The study size is tiny (only 16 participants), but this isn’t the only research looking into associations between sleep and eating. Also cited:
a small study in the journal Psychoendocrinology showed further evidence that sleep deprivation can make people more apt to eat bigger portion sizes. And a study presented last year at a meeting of the American Heart Association showed that sleep deprivation is associated with consumption of an extra 500 calories a day.
The accompanying slide show at Huff Post makes reference to review of 18 studies on sleep and appetite, revealing:
Too little sleep can spur some less-than-ideal food choices, including serving yourself larger portions, and a hankering for junk food, thanks to some complicated hormonal changes that occur when you don’t get sufficient shuteye.
Note that sufficient shuteye is defined as a minimum of six hours.
While the Huff Post article points out that weight gain and obesity are more complex than any single dimension, may I refer you to Scientific American, which offers more detail on those 18 studies?
To Sleep, Perchance to Dream…
In case you were wondering, I did not take to the highway on less than three hours of sleep – and that, for the second night in a row.

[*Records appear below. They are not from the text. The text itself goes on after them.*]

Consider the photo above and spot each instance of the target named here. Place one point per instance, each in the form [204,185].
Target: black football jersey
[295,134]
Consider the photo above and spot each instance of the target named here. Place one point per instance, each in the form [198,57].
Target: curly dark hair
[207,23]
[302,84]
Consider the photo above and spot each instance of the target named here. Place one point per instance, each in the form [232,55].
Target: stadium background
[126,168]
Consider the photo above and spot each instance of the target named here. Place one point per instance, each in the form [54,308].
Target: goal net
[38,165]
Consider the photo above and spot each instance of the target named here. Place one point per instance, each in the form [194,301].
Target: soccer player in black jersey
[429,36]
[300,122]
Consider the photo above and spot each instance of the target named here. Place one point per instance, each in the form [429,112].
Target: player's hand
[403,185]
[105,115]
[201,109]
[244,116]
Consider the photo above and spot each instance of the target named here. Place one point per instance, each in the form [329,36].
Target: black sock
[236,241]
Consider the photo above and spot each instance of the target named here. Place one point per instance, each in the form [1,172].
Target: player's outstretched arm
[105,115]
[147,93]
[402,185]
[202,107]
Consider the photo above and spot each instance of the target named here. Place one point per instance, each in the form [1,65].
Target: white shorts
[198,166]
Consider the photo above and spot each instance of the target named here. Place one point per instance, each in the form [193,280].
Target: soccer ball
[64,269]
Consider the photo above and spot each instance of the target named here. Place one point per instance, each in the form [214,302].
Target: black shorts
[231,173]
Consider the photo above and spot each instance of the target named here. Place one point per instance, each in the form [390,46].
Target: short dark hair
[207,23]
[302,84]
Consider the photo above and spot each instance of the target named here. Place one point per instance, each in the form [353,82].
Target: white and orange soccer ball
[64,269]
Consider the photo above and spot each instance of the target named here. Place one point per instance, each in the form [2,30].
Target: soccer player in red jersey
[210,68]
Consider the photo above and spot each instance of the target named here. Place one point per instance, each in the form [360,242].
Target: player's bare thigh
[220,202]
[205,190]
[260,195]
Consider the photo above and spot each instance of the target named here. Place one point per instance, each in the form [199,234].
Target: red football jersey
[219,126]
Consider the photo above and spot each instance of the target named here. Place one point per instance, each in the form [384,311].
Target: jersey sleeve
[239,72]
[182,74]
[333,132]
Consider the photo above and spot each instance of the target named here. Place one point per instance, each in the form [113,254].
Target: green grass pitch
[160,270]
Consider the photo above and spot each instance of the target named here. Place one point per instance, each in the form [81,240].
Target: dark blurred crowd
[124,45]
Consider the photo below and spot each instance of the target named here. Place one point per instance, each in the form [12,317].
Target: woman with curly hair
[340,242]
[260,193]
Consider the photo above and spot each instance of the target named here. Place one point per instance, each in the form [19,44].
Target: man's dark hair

I opted for the price of a cab, knowing that it was the only reasonable route even if the UnBudget was Unhappy.
And why am I publishing so much later today than usual?
My. mind. is. mush.
- Have you noticed changes in appetite when you’re battling bouts of insomnia?
- Do you use food as a crutch to make it through periods with little sleep?
- Does stress rob you of sleep? Does the Daily Juggle drive you to overeat?